Specifically, the ASC recommends that:
* Plans should be required to submit their internal analyses to demonstrate that coverage is compliant with the Parity Act, including identification of all specific limitations on benefit scope or access to services, such as pre-authorization requirements or ''fail-first" policies.
* As part of review for Parity compliance, Regulatory Agencies should evaluate the scope of prescription drug coverage for mental health and substance use disorder treatment and utilization management requirements.
* Regulatory Agencies should develop model contracts that fully describe substance use and mental health benefits, align standards with Parity Act requirements and inform consumers of their rights under the law.
* Regulatory Agencies should enhance the provider community's capacity to identify potential Parity Act violations and advocate for plan compliance in network adequacy and rate setting standards.

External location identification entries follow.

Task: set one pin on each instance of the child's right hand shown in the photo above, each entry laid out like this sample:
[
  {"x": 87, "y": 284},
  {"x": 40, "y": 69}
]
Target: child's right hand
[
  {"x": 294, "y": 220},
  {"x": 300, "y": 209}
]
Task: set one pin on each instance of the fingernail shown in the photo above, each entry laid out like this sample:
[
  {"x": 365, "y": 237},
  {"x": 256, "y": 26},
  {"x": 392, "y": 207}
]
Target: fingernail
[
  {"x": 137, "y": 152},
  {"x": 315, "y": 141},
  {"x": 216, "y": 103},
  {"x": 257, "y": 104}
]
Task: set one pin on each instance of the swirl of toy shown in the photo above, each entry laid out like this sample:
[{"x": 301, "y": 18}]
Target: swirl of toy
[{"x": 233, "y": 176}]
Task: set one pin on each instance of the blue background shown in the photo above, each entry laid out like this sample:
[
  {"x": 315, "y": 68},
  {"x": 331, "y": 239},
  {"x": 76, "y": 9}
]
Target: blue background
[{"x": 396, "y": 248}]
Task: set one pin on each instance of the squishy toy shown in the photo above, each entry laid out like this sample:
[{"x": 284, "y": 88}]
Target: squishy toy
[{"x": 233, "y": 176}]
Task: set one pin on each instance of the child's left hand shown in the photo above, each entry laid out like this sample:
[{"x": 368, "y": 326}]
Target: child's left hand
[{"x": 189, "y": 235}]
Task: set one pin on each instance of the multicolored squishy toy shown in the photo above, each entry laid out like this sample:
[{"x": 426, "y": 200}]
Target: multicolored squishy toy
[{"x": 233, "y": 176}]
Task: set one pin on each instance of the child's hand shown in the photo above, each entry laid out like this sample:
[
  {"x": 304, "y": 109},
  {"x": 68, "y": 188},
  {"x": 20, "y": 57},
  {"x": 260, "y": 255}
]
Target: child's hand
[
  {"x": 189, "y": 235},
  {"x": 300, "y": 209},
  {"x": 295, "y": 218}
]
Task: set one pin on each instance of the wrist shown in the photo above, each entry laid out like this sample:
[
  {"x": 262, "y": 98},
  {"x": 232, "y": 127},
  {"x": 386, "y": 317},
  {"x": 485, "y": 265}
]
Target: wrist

"Critical details about coverage and access to treatment are often missing from plan documents. It would be challenging - if not impossible - for an average consumer to know whether a plan violates the Parity Act," said Samuels. "Yet, the current system relies on consumers to report problems to insurance regulators. When regulators don't receive complaints, they assume the plans are in compliance. Our analysis reveals that most parity violations cannot be identified through consumer complaints nor can they be identified via form review. We need to shift our approach so that plans are demonstrating compliance BEFORE they are marketed to consumers. Regulators can and should demand this information."
This prospective regulatory review would relieve consumers of the nearly impossible burden of identifying Parity Act violations and asserting their right to care in the midst of a health crisis. In order to document the challenges that consumers have in accessing addiction treatment coverage and call for a systemic change in the enforcement framework, the Addiction Solutions Campaign is encouraging parents and families to sign a petition to help enforce the Parity Act.